When addressing investments into Green Extraction technologies, as well as other avenues towards implementing more sustainable practices, it is essential, Dr. Zheng emphasized, that “we do not trade out either for product performance, or for ethical practices,” as “both are super critical, and we want to be on top of both.”
“Of course,” she added, “there are different ways to innovate in terms to reach that performance and different ways to innovate for sustainability.” Therefore, she continued, “we do need to find a balance in between all this…sometimes it might not be a tradeoff, it’s about creating something new and exciting.”
For example, she illustrated, “if we have a certain performance of a current product, we want to make it more sustainable, but then it doesn't have to mean that we replace exactly one to one.” Instead, she continued, “sometimes creating this functional alternative, which is not exactly the same, but bringing actually a similar or better function towards performance, that could be exciting.”
Further, innovation in this area is sometimes “about creating something completely new that consumers are not used to or not understanding, even nowadays: it could be a brand-new territory for disruptive innovation by precision, by performance, and also by creation.” Therefore, she concluded, “it could be a new territory, [but] it's not about trade off.”
A greener future for all
Regarding the role that she envisions for L’Oréal’s Green Sciences approach in shaping the future of the global beauty industry, Dr.

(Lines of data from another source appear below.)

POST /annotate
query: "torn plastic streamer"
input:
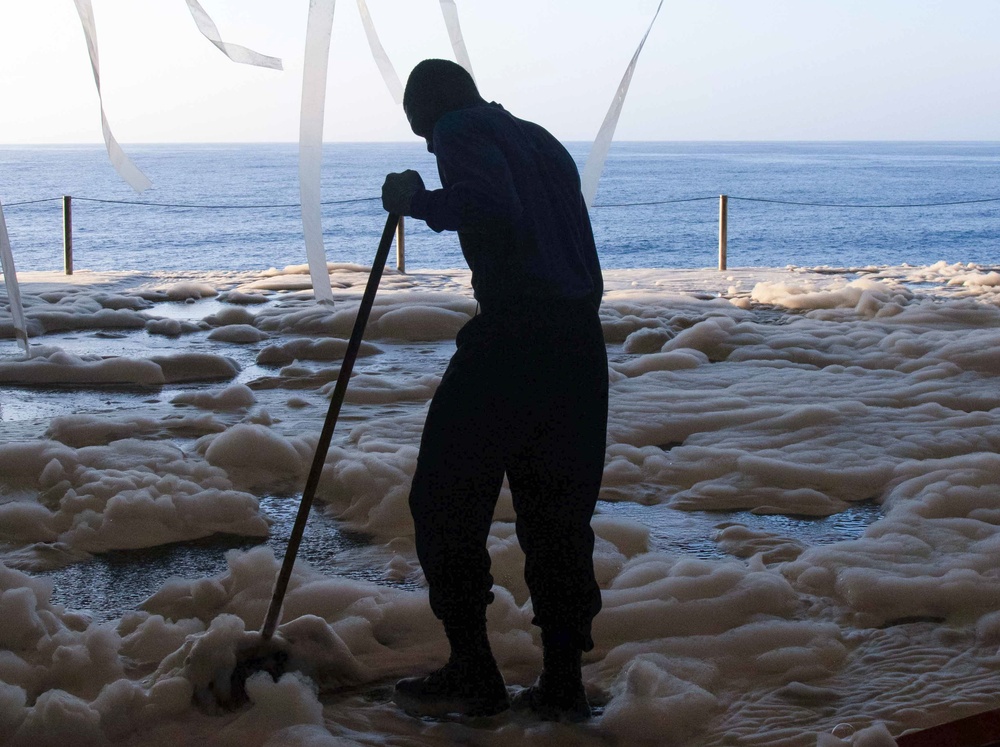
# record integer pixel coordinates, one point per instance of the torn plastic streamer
(13, 290)
(381, 58)
(450, 11)
(319, 28)
(235, 52)
(125, 168)
(602, 143)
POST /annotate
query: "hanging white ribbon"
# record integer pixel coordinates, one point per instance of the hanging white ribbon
(450, 11)
(125, 168)
(235, 52)
(13, 290)
(319, 29)
(381, 58)
(602, 143)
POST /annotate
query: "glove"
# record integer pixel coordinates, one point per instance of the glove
(398, 191)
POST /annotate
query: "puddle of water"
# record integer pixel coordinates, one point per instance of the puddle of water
(110, 584)
(693, 532)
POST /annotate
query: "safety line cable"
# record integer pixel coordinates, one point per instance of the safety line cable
(31, 202)
(833, 204)
(599, 205)
(219, 207)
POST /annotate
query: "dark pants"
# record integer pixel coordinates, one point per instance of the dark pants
(525, 394)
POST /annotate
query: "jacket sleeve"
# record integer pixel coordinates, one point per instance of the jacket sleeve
(479, 194)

Zheng said that “we're clearly driving sustainability in the beauty space: not only for us, we want to have the entire industry to move with us.” On top of that, she added, “we're also educating our consumers to have more acceptance and adoption of the concept of sustainability,” which is “one way to really impact millions or billions of consumers in their daily lives.”

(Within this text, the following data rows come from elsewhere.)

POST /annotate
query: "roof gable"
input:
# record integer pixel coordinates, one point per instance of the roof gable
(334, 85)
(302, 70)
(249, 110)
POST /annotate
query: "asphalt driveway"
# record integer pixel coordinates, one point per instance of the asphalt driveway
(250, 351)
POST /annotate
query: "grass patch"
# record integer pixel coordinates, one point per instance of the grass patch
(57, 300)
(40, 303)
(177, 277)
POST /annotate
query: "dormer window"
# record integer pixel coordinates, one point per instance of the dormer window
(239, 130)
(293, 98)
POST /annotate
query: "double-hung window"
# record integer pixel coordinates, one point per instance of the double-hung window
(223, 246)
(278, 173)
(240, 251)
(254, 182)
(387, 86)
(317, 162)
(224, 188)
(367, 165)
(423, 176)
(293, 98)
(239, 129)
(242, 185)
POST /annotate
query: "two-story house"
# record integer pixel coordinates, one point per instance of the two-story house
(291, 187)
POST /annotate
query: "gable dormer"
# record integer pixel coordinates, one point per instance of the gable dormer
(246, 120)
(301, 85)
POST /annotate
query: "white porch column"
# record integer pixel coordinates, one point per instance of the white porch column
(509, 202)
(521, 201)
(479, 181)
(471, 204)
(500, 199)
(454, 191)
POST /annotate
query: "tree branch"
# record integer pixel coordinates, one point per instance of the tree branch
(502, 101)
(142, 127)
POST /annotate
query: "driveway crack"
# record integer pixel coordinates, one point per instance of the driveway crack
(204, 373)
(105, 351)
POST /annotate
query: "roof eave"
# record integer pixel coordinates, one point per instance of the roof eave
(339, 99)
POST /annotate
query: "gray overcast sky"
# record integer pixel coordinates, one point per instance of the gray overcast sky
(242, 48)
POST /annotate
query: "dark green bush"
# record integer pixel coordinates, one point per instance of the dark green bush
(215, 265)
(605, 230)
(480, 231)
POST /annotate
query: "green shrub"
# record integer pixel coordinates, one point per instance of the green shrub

Beyond beauty itself is “is how a consumer perceives the world, [and] do they have a sustainable mindset in their daily life,” she shared further. “We can actually approach through that, and of course, we have partnerships outside beauty industry where we actively collaborate and we can also influence our partners,” she explained.
Moving forward, “L’Oréal is being super ambitious in the territory of sustainable innovation, to elevate performance at the same time being even more responsible to our environment,” said Dr. Zheng, and will continue to do so. “We are really activating the Green Science transformation from the research and innovation side, we're accelerating, we put our best towards Green Science innovation, and at the same time, we understand where we need to stay humble,” she summarized.
Aligned with this mentality, she concluded, is the understanding that “we cannot do everything by ourselves, so we're opening up to the open innovation mindset and ways of working.” This means that “we're actively looking for collaborations with our external partners from all different entities, as long as we have the shared value and mindset.”